Using Tags in GThumb
I guess most people have their own way of organizing lots of digital images efficiently. Most of them probably use databases for organization even though there are standardized ways to put metadata into the image files themselves. This blog post will detail my approach based on manipulating only the image files themselves rather than putting a database "on top", or other abstractions external to the files themselves.

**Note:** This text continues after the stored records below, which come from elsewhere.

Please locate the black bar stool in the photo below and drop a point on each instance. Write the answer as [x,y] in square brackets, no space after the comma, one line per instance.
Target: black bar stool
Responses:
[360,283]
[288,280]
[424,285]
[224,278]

The GThumb application from the GNOME Project is my preferred tool to organize digital images. Up until I wanted to work only on subsets of the original images, the standard functionality was good enough for my very amateurish needs. In the previous years we used to manually copy individual files into separate directories for different further processing. Such a procedure leaves a lot of duplicate files behind and does not record the selection process in the original files themselves. After cleaning up the left behinds from those previous years I set out to establish a better procedure this time. The aim was to enable an easy process to select pictures relevant for different groups of persons all the while recording the process in the original image files. The tagged files are then collected with a short script into individual directories for further processing, e.g. for creating a picture book out of them.
Keywords In Exif Data
All digital images from cameras or mobile phones already carry a great
many of metadata in the Exif section of the files. This data
includes fields for creation dates of the picture, camera make, camera
settings, etc. This section also already contains the field Keywords
as can be seen with the exiftool command line tool:
dzu@krikkit:/tmp/exif$ exiftool -G -D -keywords DSC02657.JPG
[IPTC] 25 Keywords : Favorit
dzu@krikkit:/tmp/exif$
The "-G" option adds the group prefix for the attribute name and the
"-D" adds the ID of the field from the spec. As I know now, there are
many such groups in the standard and as we can check, the IPTC Group
defines the ID 25 as Keywords
with the data type string[0,64]+
,
i.e. a list. This allows us to add many such keywords to a single
file. For our use case I would like to see keywords represent the
target audience group.
The configuration file .config/gthumb/tags.xml
simply contains a
list of strings that GThumb will present in the tag menu:
<?xml version="1.0" encoding="UTF-8"?>
<tags version="1.0">
<tag value="Bildschirmfotos"/>
<tag value="Familie"/>
<tag value="Favorit"/>
<tag value="Geburtstag"/>
<tag value="Party"/>
<tag value="Radfahren"/>
<tag value="Spiele"/>
<tag value="Temporär"/>
<tag value="Urlaub"/>
<tag value="Wichtig"/>
<tag value="Wissenschaftlich"/>
</tags>
With this setup, we can use GThumb's tag menu to add one or multiple of these tags to a file.
Reading Keywords From Files
Now that we have the tags in the files, we can use our tools to
process them. To scan all files and extract the keywords, we can
again use exiftool
and its JSON output format. We use the -if
'$keywords'
construct of exiftool
to limit the output to files that
really carry keywords. Leaving this option out would create an entry
for every files in the JSON output, including empty ones where no
keywords were found, but I prefer to see only the relevant entries.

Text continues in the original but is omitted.